One of the most proven methods for goal setting is called the S.M.A.R.T method, and it stands for:
- S (setting specific goals) — Define what your goals are and make them detailed and easy to understand.
- M (setting measurable goals) — Figure out which metrics you want to use to measure progress towards reaching your goals.
- A (setting achievable goals) — Make sure that your goals are within the scope of your abilities and resources, or that you actually can achieve them.
- R (setting relevant goals) — Ensure that your goals complement your personal and professional values and general life priorities.
T (setting goals that are time-bound) — Set realistic deadlines for reaching your goals. This will push you to achieve them within a specified time frame, while also helping you stay focused and not lose your motivation.
5. Have Regular Breaks
Having regular breaks can help keep your focus and productivity levels up during work. It can also help you destress, relax, and lower the chances of you feeling overworked or burned out. Some suggest that taking a short break after every 60-70 minutes of work is the way to go. Others, including MIT professor Rober Pozen, suggest that taking a 15-minute break every 90 minutes is best.
6. Ask for Flexible Work Hours
Flexible work hours (or flextime) is a type of job arrangement where employees have more control over their work hours (every day or on certain days of the week). There are different ways this arrangement can work, from employees being able to freely choose their work hours to having a specified range in which they have to put in their 8 hours (e.g., they have to do their work between the hours of 8 am and 9 pm).
This type of work arrangement can allow parents to spend their mornings helping their kids get ready for school without having to focus as much on getting themselves ready.
Having a flexible work schedule can allow you to quickly shift priorities between work and personal life in the case of an emergency. Additionally, some studies have shown that flextime can positively affect well-being and can help people achieve and maintain work-life balance.
7. Stay Active
Staying active outside of work by spending time on your physical activity of choice is a great way to reduce stress, can positively impact your health and well-being, and can aid you in achieving work-life balance.
You can take regular walks, do some stretches at your office desk, or go for a run after work; it’s completely up to you. Just, try to find something that you feel comfortable doing and that you have time for, and then just do it constantly until it becomes a regular part of your routine.
Why Is Work-Life Balance Important?
Overworking can significantly lower a person’s productivity and ability to do quality work. A study from Stanford shows that people’s work output greatly diminishes after working 50 or more hours in a single week. They have also determined that employees who work 70 hours per week aren’t productive for at least 15 of those extra hours.

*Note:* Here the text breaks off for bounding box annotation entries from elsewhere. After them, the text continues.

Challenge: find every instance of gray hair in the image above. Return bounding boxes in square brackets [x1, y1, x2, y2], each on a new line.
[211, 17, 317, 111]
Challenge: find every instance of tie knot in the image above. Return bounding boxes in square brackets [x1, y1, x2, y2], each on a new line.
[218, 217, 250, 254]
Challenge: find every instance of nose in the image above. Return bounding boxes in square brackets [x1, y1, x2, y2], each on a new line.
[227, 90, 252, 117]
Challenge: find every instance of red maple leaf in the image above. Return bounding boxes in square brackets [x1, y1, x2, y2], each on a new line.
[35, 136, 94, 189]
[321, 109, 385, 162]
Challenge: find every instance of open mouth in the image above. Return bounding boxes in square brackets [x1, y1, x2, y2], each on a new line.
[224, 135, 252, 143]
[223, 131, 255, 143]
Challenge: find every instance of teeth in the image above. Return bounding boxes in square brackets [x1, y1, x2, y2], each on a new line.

Poor work-life balance and overworking are two of the main causes that increase the risk of burnout and can lead to burnout. If not managed appropriately and in a timely manner, burnout can cause productivity and work efficacy issues, as well as some health problems. Having a good work-life balance can serve as an insulator against burnout.
When individuals have time for personal activities and relaxation, they are more focused and efficient during working hours, creating a positive cycle of satisfaction that benefits both the employee and the organization.
A balanced work-life approach has a positive effect on people's ability to focus at work.
Effectively balancing your professional and personal live has the following positive effects:
- Reduced Fatigue - can prevent excessive fatigue by allowing individuals to rest and recharge during personal time.
- Lower Stress Levels - enhance mental clarity and concentration, enabling individuals to approach tasks at work with a calmer and more focused mindset.
Physical and mental health
Chronic fatigue and stress are just some of the issues that can arise from overworking and poor work-life balance. Taking enough time to pursue personal hobbies and doing things that make you feel good can help you relax and recharge your batteries.